Es la magia de los partidos radiados: todo puede estar sucediendo, o no. Te fías de lo que describen esos locutores a los que nunca les faltan las palabras, y a partir de ahí comienzas a pintar las jugadas con tu mente. La leyenda de la BBC Alistair Cooke dijo en una ocasión que él prefería la radio a la televisión porque las imágenes en la radio son mejores. En tu imaginación, un gol torpe del central de tu equipo tras un saque de córner puede ser el equivalente a Maradona encarando el área en el Mundial del 86. Los jugadores son más esbeltos y atléticos. El campo es monumental. La grada es vigorosa, siempre animada. El flujo y reflujo del juego te llega a través de la radio como cuando te aproximas a una playa y se te revela, de pronto, el sonido del mar.

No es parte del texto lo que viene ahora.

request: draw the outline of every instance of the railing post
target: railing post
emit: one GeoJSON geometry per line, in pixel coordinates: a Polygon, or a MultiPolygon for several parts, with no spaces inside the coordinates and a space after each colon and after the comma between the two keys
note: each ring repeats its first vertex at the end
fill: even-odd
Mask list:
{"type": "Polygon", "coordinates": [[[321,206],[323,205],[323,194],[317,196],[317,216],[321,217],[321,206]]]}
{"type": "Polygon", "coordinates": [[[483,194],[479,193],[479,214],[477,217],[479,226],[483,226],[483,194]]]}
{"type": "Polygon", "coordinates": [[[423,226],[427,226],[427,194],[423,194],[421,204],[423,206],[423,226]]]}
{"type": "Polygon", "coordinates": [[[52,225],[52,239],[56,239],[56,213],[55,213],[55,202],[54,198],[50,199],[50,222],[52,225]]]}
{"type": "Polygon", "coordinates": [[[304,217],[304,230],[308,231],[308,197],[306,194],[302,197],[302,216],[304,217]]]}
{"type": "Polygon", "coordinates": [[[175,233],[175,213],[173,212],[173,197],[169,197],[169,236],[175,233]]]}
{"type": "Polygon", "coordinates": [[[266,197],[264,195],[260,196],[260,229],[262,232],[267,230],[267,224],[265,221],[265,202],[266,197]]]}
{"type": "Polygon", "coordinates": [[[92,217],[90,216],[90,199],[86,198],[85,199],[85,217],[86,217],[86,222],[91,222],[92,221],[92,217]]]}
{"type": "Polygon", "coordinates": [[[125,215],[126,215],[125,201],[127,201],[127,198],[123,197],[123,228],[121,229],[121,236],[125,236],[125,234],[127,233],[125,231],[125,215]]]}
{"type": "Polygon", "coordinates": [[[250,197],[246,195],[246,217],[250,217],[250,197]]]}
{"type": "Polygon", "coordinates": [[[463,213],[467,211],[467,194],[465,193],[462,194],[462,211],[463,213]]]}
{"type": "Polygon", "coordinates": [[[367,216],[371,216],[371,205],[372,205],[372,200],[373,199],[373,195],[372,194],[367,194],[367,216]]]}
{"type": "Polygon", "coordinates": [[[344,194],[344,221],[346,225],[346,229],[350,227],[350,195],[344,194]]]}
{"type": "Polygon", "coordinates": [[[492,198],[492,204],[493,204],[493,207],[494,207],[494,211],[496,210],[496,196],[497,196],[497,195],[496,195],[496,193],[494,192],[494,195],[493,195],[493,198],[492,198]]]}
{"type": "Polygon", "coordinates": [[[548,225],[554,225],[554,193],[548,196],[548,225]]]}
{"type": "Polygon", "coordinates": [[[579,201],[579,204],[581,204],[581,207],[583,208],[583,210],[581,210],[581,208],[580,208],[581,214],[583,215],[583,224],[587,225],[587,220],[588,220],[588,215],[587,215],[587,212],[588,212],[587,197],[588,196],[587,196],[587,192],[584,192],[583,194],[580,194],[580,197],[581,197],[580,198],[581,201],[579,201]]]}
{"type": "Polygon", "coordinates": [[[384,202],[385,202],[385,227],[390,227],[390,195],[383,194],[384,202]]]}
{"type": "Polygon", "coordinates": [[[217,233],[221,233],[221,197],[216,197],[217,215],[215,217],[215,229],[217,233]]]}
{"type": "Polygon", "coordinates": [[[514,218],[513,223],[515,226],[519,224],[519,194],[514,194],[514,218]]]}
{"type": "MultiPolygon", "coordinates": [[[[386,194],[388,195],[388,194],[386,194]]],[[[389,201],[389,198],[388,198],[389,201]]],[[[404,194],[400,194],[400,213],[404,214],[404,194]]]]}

En el cuento La Música de los Domingos de Liliana Heker, el abuelo pide que le pongan la música de los domingos. Inicialmente piensan que se refiere a tangos, pero en realidad el abuelo habla del sonido de la radio y de ese eco, parecido al canto de una ballena, de la ciudad coreando los goles. Al final, tanto Liliana Heker, como Pedro Mairal, Borges y Bioy Casares hablan de lo mismo: de que si el fútbol sigue, la vida también lo hace. Si se está narrando un partido en algún lugar de la tierra significa que todo va bien. Porque, ¿acaso existen los goles si no son narrados?